Organize and Upload FAQs:
- Separate FAQs into categories:
  - E.g., “FAQ Homepage,” “FAQ Custom Tools,” “FAQ Pricing,” etc.
- Use clear naming conventions to maintain organization.
- Copy-paste each FAQ pair (question and answer) into the knowledge base.
Enhance with Elaborated Responses:
- Use the AI tool to elaborate on FAQs:
  - “Can you expand on these FAQs with a focus on sales-specific and implementation-related questions?”
- Upload the expanded responses under corresponding FAQ categories.
Refine and Validate Data:
- Audit the information in the knowledge base for:
  - Relevance: Ensure answers align with the current business model.
  - Accuracy: Avoid outdated or incorrect data.
- Replace or delete any misaligned entries as needed.
Test Knowledge Base Functionality:
- Ask the assistant sample questions, such as:
  - "How much are voice minutes?"
  - "What plans do you offer?"
- Verify that answers are drawn directly from the knowledge base.
Optimize Answers Through Refinement:
- Refine knowledge base responses based on feedback or observed inaccuracies.
- Add specific details for common user inquiries, e.g.:
  - "What plans do you have?" → Add pricing details and plan differences.
Integrate with Tools for Advanced Features (Optional):
- For live data or complex processes:
  - Integrate with tools like Airtable, Google Sheets, or API endpoints.
  - Use tool calls to retrieve and present live information.
Deploy and Monitor:
- Set response wait time:
  - Zero seconds during testing.
  - 15-20 seconds for production to mimic human-like interaction.
- Regularly review logs to assess embedding and context usage.

Definition of Done

Knowledge base fully populated with accurate, domain-specific data.
AI consistently delivers objective and relevant answers with no prompts.
Testing confirms robust and scalable outputs.
Logs validate that answers are being pulled correctly from the knowledge base.

FAQs

Why is temperature set to zero?
To ensure deterministic outputs, eliminating randomness in answers.
What types of content should go into the knowledge base?
- Pricing details.
- FAQs and objection handling guides.
- Sales and support scripts.
- Domain-specific documentation.
How can I test knowledge base accuracy?
- Ask targeted questions directly related to the uploaded content.
- Check logs to ensure responses are pulled from the correct sources.
What if my website data is outdated?
- Avoid direct scrapes.
- Manually review and refine content before uploading.
Can I update the knowledge base later?
Yes, frequently audit and replace outdated information for sustained accuracy.
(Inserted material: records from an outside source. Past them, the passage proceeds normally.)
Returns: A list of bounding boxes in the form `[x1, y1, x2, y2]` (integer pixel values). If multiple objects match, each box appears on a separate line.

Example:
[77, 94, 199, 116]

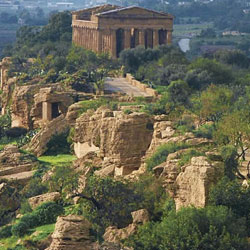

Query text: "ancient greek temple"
[72, 5, 174, 58]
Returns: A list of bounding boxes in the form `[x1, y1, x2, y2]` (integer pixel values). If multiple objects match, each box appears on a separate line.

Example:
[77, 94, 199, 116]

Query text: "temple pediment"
[97, 6, 173, 19]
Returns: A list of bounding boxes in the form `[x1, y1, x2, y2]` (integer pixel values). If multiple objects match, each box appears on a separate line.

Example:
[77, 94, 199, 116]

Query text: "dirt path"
[104, 77, 150, 97]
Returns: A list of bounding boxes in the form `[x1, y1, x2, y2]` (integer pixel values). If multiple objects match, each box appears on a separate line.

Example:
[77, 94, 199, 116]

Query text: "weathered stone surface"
[174, 156, 223, 210]
[146, 120, 175, 158]
[46, 215, 97, 250]
[131, 209, 149, 225]
[11, 85, 41, 129]
[28, 192, 61, 209]
[0, 182, 20, 225]
[74, 109, 153, 175]
[95, 165, 115, 177]
[0, 145, 38, 184]
[65, 102, 83, 126]
[25, 115, 69, 156]
[103, 209, 149, 244]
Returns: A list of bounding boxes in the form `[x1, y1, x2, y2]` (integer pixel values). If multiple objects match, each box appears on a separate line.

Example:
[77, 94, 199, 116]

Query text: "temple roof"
[72, 5, 173, 19]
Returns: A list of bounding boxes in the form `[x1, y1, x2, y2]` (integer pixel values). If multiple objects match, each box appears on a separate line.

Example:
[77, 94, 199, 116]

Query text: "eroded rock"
[46, 215, 98, 250]
[174, 156, 223, 210]
[74, 109, 153, 175]
[103, 209, 149, 244]
[28, 192, 61, 209]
Summary: This SOP provides a structured approach to building a robust knowledge base for AI assistants. By leveraging tools like Claude or ChatGPT, you can efficiently generate FAQs and elaborate answers. Organize content with clear naming conventions and validate it rigorously for accuracy. Set the AI assistant's temperature to zero for consistent outputs, and integrate tools for live data if required. Regular monitoring ensures scalability and reliability of the assistant's responses.